Dropbox Open London – The Top five takeaways for CxOs
On April 26th, Dropbox Open, the company’s first ever European user event took place in London. Showcasing the latest thinking from European business and technology leaders – companies like News Corp., Channel 4, Expedia, Fritz Hansen and Lagardère Active – the event saw one message stand out: User adoption is at the heart of everything, from collaboration and innovation to security and ROI.
As Michael Cook, head of transformation for the infrastructure alliance at Thames Water says: “Human beings are the best way to make things happen. Introducing the cloud into that environment encourages engagement… and what it really does is it helps humans to be better.”
So as businesses get to grips with the complete digital transformation of the workplace, terms like “bottom up” and “top down” are becoming irrelevant. Change is driven by the user, at every level, and in every job role.
It’s a point that’s perhaps best demonstrated by the meteoric rise, and fall, in the importance of the chief digital officer. The task of nurturing corporates into digital trailblazers out-grew the CDO almost as fast as the role emerged. And that holds an important lesson for C-level executives everywhere: digital transformation is bigger than any one exec.
As one CDO recently quipped in an interview with the FT, “you don’t go into a newspaper and ask to see the chief paper officer”, and so it is with all firms that aspire to be productive, collaborative, and innovative. Digital challenges are for the C-suite at large, and no CxO can afford to take their finger off the pulse.
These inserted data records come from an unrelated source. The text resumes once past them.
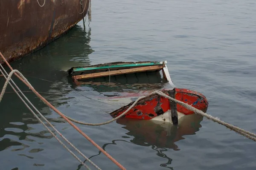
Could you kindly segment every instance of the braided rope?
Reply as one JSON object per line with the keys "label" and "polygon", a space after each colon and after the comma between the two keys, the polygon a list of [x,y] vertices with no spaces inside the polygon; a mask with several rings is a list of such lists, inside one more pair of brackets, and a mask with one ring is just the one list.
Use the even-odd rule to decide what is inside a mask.
{"label": "braided rope", "polygon": [[[1,64],[0,64],[0,66],[1,67],[2,69],[3,70],[3,71],[4,71],[4,72],[5,73],[5,74],[6,75],[8,75],[8,73],[7,73],[6,71],[5,70],[5,69],[4,69],[4,68],[3,68],[3,66]],[[3,71],[2,71],[2,70],[0,68],[0,71],[1,72],[1,73],[3,74],[3,76],[4,76],[4,78],[6,79],[6,81],[7,80],[7,78],[6,78],[6,77],[5,76],[3,72]],[[58,130],[57,130],[54,126],[53,125],[52,125],[41,113],[36,108],[35,108],[35,107],[31,103],[31,102],[29,100],[29,99],[26,97],[26,96],[25,95],[25,94],[24,94],[23,93],[22,91],[21,91],[20,90],[20,89],[18,87],[18,86],[15,83],[15,82],[14,82],[13,81],[13,80],[12,79],[10,79],[10,80],[12,82],[12,84],[13,84],[13,85],[15,86],[15,87],[18,90],[18,91],[21,93],[21,94],[25,98],[25,99],[26,99],[26,100],[29,102],[29,103],[33,107],[33,108],[34,108],[34,109],[36,111],[36,112],[41,116],[41,117],[43,118],[43,119],[44,119],[46,121],[46,122],[47,122],[47,123],[62,138],[63,138],[63,139],[64,139],[64,140],[67,142],[70,146],[71,146],[71,147],[73,147],[76,151],[77,151],[82,156],[83,156],[84,157],[84,158],[85,159],[86,159],[87,161],[88,161],[88,162],[90,163],[91,164],[92,164],[93,166],[94,166],[95,167],[96,167],[97,169],[98,170],[101,170],[101,169],[96,164],[95,164],[91,160],[90,160],[90,159],[89,159],[88,158],[87,158],[84,155],[80,150],[79,150],[75,146],[74,146],[68,140],[67,140],[64,136],[63,136],[63,135]],[[31,109],[28,106],[26,102],[23,100],[23,99],[22,99],[22,98],[21,97],[21,96],[20,96],[18,94],[18,92],[15,90],[15,88],[13,87],[13,86],[12,85],[12,84],[11,83],[10,83],[9,82],[9,84],[11,86],[11,87],[12,88],[12,89],[13,89],[13,90],[15,92],[15,93],[16,93],[16,94],[17,94],[17,95],[18,95],[18,96],[19,96],[19,97],[21,99],[21,100],[22,101],[22,102],[25,104],[25,105],[26,105],[26,106],[27,106],[27,107],[29,108],[29,109],[31,111]],[[34,114],[34,112],[33,112],[32,111],[32,113],[35,115]],[[37,117],[36,116],[36,118],[37,118]]]}
{"label": "braided rope", "polygon": [[[2,66],[2,65],[1,65]],[[6,90],[6,88],[7,87],[7,85],[8,85],[8,83],[9,84],[9,85],[11,85],[11,86],[12,87],[12,88],[13,88],[13,89],[15,91],[15,93],[16,93],[16,94],[18,95],[18,96],[19,96],[19,97],[20,98],[20,99],[21,100],[21,101],[24,103],[24,104],[26,105],[26,107],[29,110],[30,110],[30,111],[31,112],[31,113],[32,113],[34,115],[34,116],[35,117],[35,118],[38,120],[38,121],[39,121],[39,122],[40,123],[41,123],[44,126],[44,127],[49,131],[49,132],[50,132],[50,133],[57,139],[57,140],[62,145],[62,146],[63,146],[63,147],[67,150],[67,151],[71,154],[71,155],[72,155],[72,156],[74,156],[76,159],[77,159],[77,160],[78,161],[79,161],[81,164],[82,164],[83,165],[84,165],[86,168],[87,168],[87,169],[90,170],[90,169],[80,159],[79,159],[79,158],[78,158],[77,157],[77,156],[76,156],[71,150],[70,150],[70,149],[69,149],[67,147],[67,146],[64,144],[60,140],[60,139],[53,133],[53,132],[52,132],[52,130],[51,130],[50,129],[49,129],[49,128],[48,127],[47,127],[47,126],[43,122],[43,121],[42,121],[41,120],[41,119],[40,119],[37,116],[37,115],[35,114],[35,113],[32,110],[32,109],[31,109],[31,108],[30,108],[30,107],[27,105],[27,104],[26,102],[21,97],[21,96],[20,96],[20,94],[18,94],[18,93],[17,92],[17,91],[15,89],[15,88],[14,88],[14,87],[12,86],[12,85],[9,82],[10,80],[11,79],[11,78],[12,76],[12,74],[13,74],[15,72],[16,73],[17,73],[18,74],[20,74],[20,73],[19,72],[19,71],[18,71],[17,70],[13,70],[13,71],[12,71],[11,73],[10,73],[10,74],[9,74],[9,75],[8,76],[8,77],[6,78],[6,76],[4,75],[4,74],[3,74],[3,71],[2,71],[2,70],[0,69],[0,71],[1,71],[1,72],[3,74],[3,75],[4,75],[4,76],[5,77],[5,78],[6,79],[6,82],[5,83],[5,85],[4,86],[4,88],[3,88],[3,90],[2,90],[2,92],[1,93],[1,95],[0,95],[0,102],[1,102],[2,99],[3,99],[3,94],[4,94],[4,93],[5,92],[5,91]],[[18,90],[20,91],[20,89],[18,89]],[[23,93],[22,93],[22,92],[21,92],[22,94],[23,94]],[[28,100],[29,101],[29,104],[30,104],[31,105],[32,105],[32,104],[31,103],[31,102],[30,101],[29,101],[28,100],[28,99],[27,99],[27,98],[25,96],[25,95],[23,96],[25,99],[27,99],[27,100]],[[33,105],[33,107],[34,108],[34,109],[35,109],[38,112],[38,113],[40,115],[40,116],[48,123],[49,124],[49,125],[50,125],[50,126],[51,126],[51,127],[52,128],[53,128],[53,129],[54,129],[55,130],[56,130],[56,131],[57,132],[57,133],[60,135],[60,136],[61,136],[66,142],[67,142],[69,144],[70,144],[72,147],[73,147],[73,148],[74,148],[77,151],[78,151],[79,153],[81,154],[81,155],[84,157],[84,158],[86,158],[87,160],[87,159],[88,159],[88,158],[87,158],[84,154],[83,154],[81,153],[81,152],[80,152],[79,151],[79,150],[78,150],[74,145],[73,145],[68,140],[67,140],[67,139],[66,139],[66,138],[65,138],[65,137],[64,137],[56,128],[55,128],[48,121],[48,120],[47,120],[45,117],[38,110],[37,110],[34,105]],[[91,161],[90,160],[90,162]],[[93,165],[93,162],[91,162]],[[94,164],[95,165],[95,164]],[[97,166],[97,165],[96,165]],[[98,169],[99,170],[100,170],[100,169]]]}
{"label": "braided rope", "polygon": [[[10,68],[10,69],[12,71],[14,70],[12,68],[10,64],[8,63],[6,58],[3,57],[2,53],[0,52],[0,56],[1,57],[3,60],[5,62],[6,64],[7,65],[8,67]],[[17,70],[16,70],[17,71]],[[102,153],[103,153],[111,161],[112,161],[118,167],[119,167],[122,170],[126,170],[126,169],[119,162],[118,162],[116,159],[115,159],[113,157],[112,157],[109,154],[108,154],[106,151],[105,151],[104,149],[103,149],[101,147],[100,147],[98,144],[97,144],[95,142],[94,142],[92,139],[91,139],[90,137],[89,137],[87,135],[86,135],[84,133],[81,129],[80,129],[78,127],[76,126],[70,120],[69,120],[66,116],[62,113],[61,112],[57,109],[54,106],[53,106],[52,104],[51,104],[48,101],[47,101],[44,97],[43,97],[40,94],[39,94],[34,88],[30,84],[30,83],[27,81],[27,80],[23,76],[23,75],[20,74],[20,76],[17,74],[15,72],[14,73],[15,74],[15,75],[24,84],[25,84],[27,86],[28,86],[33,92],[35,94],[35,95],[46,105],[48,106],[50,108],[52,109],[54,111],[58,114],[60,116],[61,116],[63,119],[64,119],[68,123],[69,123],[75,129],[76,129],[77,131],[78,131],[87,140],[90,142],[94,146],[95,146],[98,149],[100,150]],[[5,86],[4,86],[4,87]],[[7,84],[6,86],[7,86]],[[5,87],[6,88],[6,87]],[[1,97],[3,97],[3,94],[1,93],[0,94],[0,102],[2,99]],[[2,96],[2,97],[1,97]]]}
Digital workflows are just workflows: Workflows are changing as users start to take charge and work the way they want. Even so, we still apparently spend 28% of the average work week just on email, much of that time uploading and downloading files and filling hard drives full of different versions of the same document. Digital workflows are not just shorter and more efficient, but they drive productivity improvements among the workforce too. In fact, a McKinsey study found that more connected organisations are up to 25% more productive. It’s time to embrace and foster new workflows as they emerge.
Security is only as strong as user adoption: Keeping data secure is one of the biggest ongoing challenges for technology leaders. But building a digital Fort Knox of company-mandated applications only works if your employees actually use them. In reality, employees will use the tools that they know and trust. And when it comes to popular cloud services, the biggest security risk is not the services themselves—which are at least as secure as on-premise systems—but whether companies ensure that those services are being used appropriately. Gartner estimates that by 2020, 95% of cloud security failures will originate with customers. When enterprises formally embrace popular, established cloud-based tools in the working environment—and put the corresponding security controls in place—it brings user activity into the open and gives CIOs the control they need. After all, you can only control what you can see.
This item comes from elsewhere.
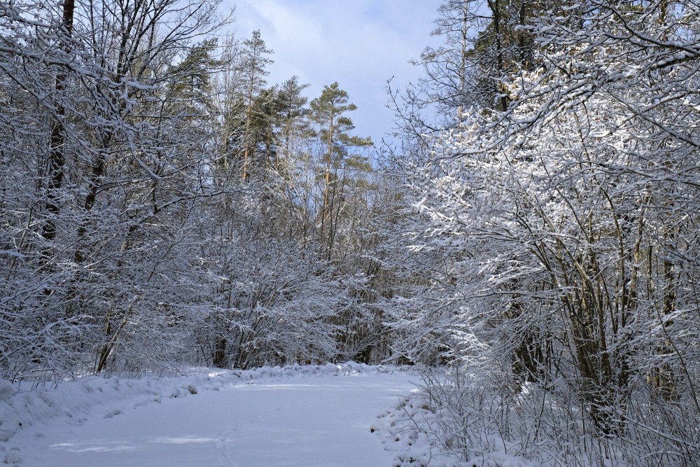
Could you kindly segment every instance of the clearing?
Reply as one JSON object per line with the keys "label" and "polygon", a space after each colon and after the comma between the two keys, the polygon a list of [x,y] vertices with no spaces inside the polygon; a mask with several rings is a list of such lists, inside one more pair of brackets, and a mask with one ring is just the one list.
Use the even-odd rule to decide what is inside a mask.
{"label": "clearing", "polygon": [[0,459],[22,467],[388,467],[388,435],[370,428],[417,379],[353,363],[85,378],[0,400]]}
Collaboration is democratic: The dream of collaboration is often just that – a dream. Two fifths (39%) of employees say people in their organisation don’t collaborate enough, and 96% of execs place lack of collaboration and poor communication at the heart of workplace failures. Shelfware is testament to this issue. This is because organisations often see technology as the solution and try to change behaviour afterwards, but adoption is the key to collaborative success. Amongst millennials, half (49%) support the use of social tools in collaboration, and are already using them, whether officially sanctioned or not. Instead of fighting it, organisations will reap huge rewards by focusing on user adoption to drive lasting change that the workforce has already bought in to. Collaboration empowers people to be more productive and empowers organisations to be smarter.
The users have taken charge: IT policy is now being driven from the bottom up. Research by Queens University of Charlotte shows that young workers are so attached to their working practices that even if unsupported by their company, 40% would fork out their own money to pay for familiar tools that increase their efficiency, and make their lives easier. Today, the cost of denying them their tools is measured not just in productivity, but in security and collaborative potential. Leaders who enable progress by swimming with the tide will gain all the advantages of digital transformation, without having to fight the adoption battle in vain.
Technology leaders have superhero potential: Bottom-up technology change can solve the adoption, collaboration, security and productivity challenges, all at once. And that’s great news for technology leaders. Positions like the CIO are morphing as they change their approach and, perhaps more importantly, their image. Where once gatekeepers existed, policing the company’s use of IT and picking up the blame when shadow IT went wrong, a new role now exists. Enter the IT superhero: rebranding technology leadership and delivering the solutions employees know and like, to the problems they face every day. In doing so, technologists are turning scatter-gun user adoption into business-wide collaboration, without new tools, training or policy. Enabling is the new disabling.